ROCm / rocprofiler

ROC profiler library. Profiling with perf-counters and derived metrics.
https://rocm.docs.amd.com/projects/rocprofiler/en/latest/
Other
115 stars 43 forks source link

TCC_HIT_sum for MI210 is only half of MI100 when L2CacheHit is ~100% #95

Open lingjiew93 opened 1 year ago

lingjiew93 commented 1 year ago

Hi,

I found that TCC_READ_sum is only half about the real size which from MI100 result. The same as TCC_HIT_sum. They both have 64 bytes cacheline size so the number doesn't make sense. Could someone help to check with it?
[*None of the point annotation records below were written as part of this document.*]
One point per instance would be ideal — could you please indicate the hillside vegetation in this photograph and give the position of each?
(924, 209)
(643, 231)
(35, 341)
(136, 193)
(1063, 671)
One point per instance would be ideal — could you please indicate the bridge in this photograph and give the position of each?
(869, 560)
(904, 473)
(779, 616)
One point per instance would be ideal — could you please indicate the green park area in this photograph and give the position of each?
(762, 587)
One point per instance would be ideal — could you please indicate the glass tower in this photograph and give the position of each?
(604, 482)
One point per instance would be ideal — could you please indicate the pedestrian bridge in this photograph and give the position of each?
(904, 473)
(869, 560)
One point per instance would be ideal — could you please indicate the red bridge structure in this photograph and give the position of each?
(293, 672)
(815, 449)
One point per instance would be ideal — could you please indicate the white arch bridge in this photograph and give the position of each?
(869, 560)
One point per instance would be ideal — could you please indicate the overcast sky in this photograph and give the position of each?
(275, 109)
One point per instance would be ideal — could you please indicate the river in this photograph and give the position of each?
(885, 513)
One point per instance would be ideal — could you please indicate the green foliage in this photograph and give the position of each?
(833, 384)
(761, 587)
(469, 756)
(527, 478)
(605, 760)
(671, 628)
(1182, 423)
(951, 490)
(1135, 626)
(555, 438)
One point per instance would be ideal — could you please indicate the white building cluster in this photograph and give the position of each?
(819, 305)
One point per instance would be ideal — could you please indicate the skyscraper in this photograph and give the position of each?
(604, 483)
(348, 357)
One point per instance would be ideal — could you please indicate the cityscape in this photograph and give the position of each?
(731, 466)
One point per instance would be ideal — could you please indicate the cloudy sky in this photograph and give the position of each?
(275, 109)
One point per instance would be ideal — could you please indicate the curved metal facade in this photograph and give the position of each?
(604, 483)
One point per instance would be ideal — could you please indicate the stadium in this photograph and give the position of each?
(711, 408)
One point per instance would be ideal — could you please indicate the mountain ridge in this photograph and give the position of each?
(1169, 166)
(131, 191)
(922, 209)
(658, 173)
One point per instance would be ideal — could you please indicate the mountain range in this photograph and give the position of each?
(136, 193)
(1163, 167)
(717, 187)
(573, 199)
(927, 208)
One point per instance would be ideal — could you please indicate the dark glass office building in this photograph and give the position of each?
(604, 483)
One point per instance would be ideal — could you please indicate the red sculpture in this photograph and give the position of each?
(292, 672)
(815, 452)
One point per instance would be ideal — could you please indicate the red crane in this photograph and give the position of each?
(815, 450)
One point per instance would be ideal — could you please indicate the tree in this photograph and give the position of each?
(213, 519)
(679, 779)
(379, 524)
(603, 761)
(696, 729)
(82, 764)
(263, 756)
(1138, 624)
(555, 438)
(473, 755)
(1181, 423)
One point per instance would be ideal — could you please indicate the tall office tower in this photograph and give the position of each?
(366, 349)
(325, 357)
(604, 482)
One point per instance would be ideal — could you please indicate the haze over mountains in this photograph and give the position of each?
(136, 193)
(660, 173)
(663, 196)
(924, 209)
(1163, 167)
lingjiew93 commented 1 year ago

To be clear, there is no TCC_READ_sum for MI100. The situation is for L2CacheHit ~100%. TCC_HIT_sum for MI210 is half of MI100.

te42kyfo commented 1 year ago

I observed the same, on MI100, (TCC_HIT_sum + TCC_MISS_sum) * 32 matched the expected L2 cache data volume. On MI210, this expressions results in exactly half of what is expected.

There are more counters on gfx90a. For example, (TCP_TCC_READ_REQ_sum)*32 corresponds to expected load data volume between L1 and L2 cache.